Вадим родился в Тобольске 20 июня 1808 года. В это время, по проискам врагов отца его, находившихся в Петербурге, тобольский губернатор фон Брин жестоко теснил и гнал семейство Пассек и в глубокую, холодную осень вытеснил, с малолетними детьми, за двадцать верст от Тобольска, в селенье Абалат[75].
Инспектор медицинской управы Иван Христофорович Керн и жена его, люди добрые, благонамеренные, бывшие в дружеских отношениях с Пассеками, желая облегчить их тяжелое положение, предложили оставить у них маленького Вадима; родители согласились, сознавая, что при таких условиях ребенок вернее сохранится у Кернов, нежели у них, и передали им его, с остальными же детьми переселились в Абалат. В Абалате они были лишены всех удобств жизни до того, что даже за съестными припасами матушка принуждена была каждую неделю ездить сама в Тобольск. Поездки эти были утомительны и опасны.

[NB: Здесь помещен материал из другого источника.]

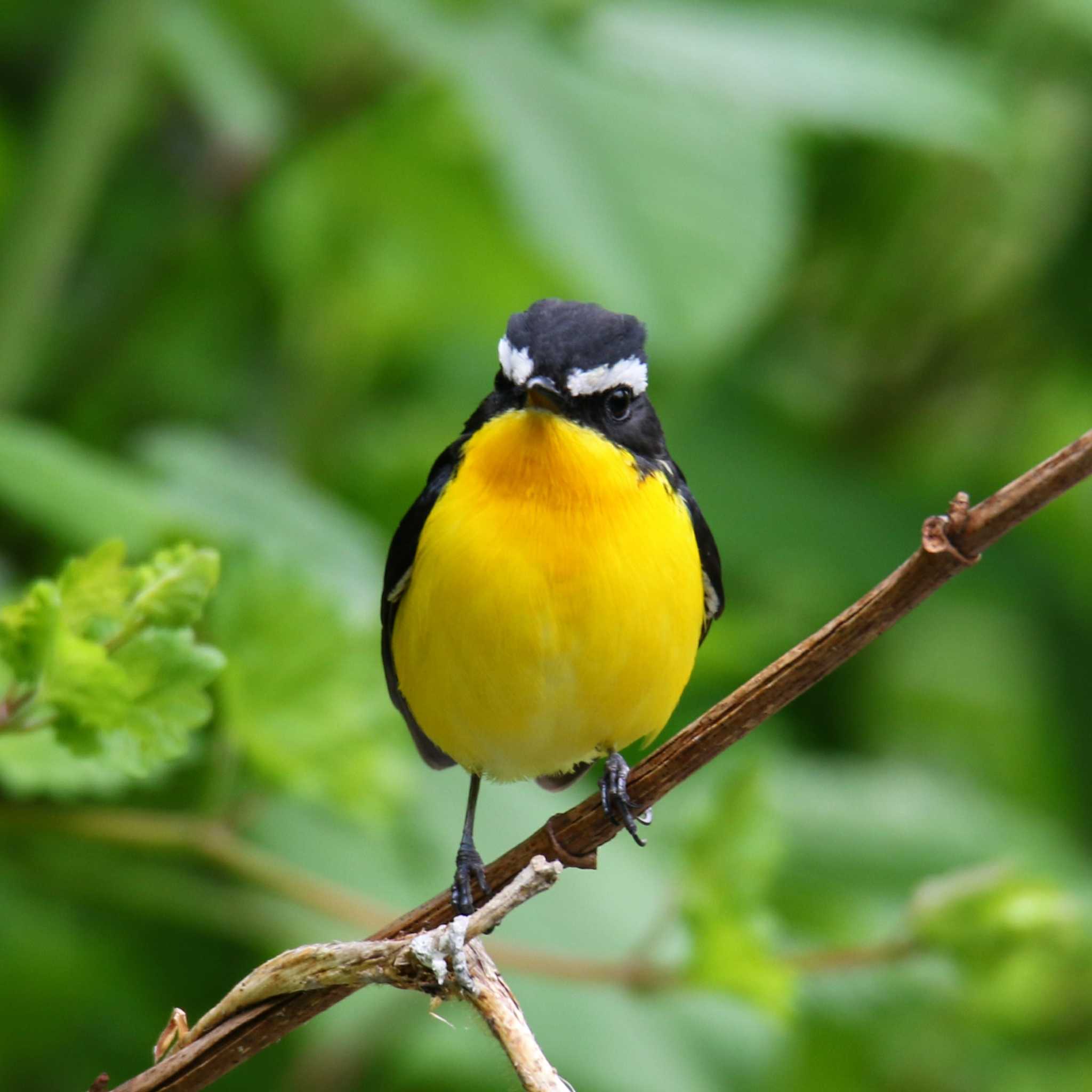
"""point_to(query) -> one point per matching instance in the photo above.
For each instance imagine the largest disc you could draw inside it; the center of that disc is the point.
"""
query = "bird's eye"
(619, 402)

По пути подкупленные убийцы не раз хотели убить ее; преданность и находчивость крестьянина, с которым она постоянно ездила, спасали ее. Заслышавши за собой погоню, они въезжали в лес и там прятались. Тобольский полицеймейстер Кривоногое, преданный Брину, по предписанию его, держал в своем распоряжении двух человек из приговоренных к каторжной работе, и случалось, что из числа приезжавших в Тобольск благонамеренных молодых людей для следствия иные внезапно исчезали, других находили как бы замерзшими на льду или убитыми в лесу с пистолетом в руке.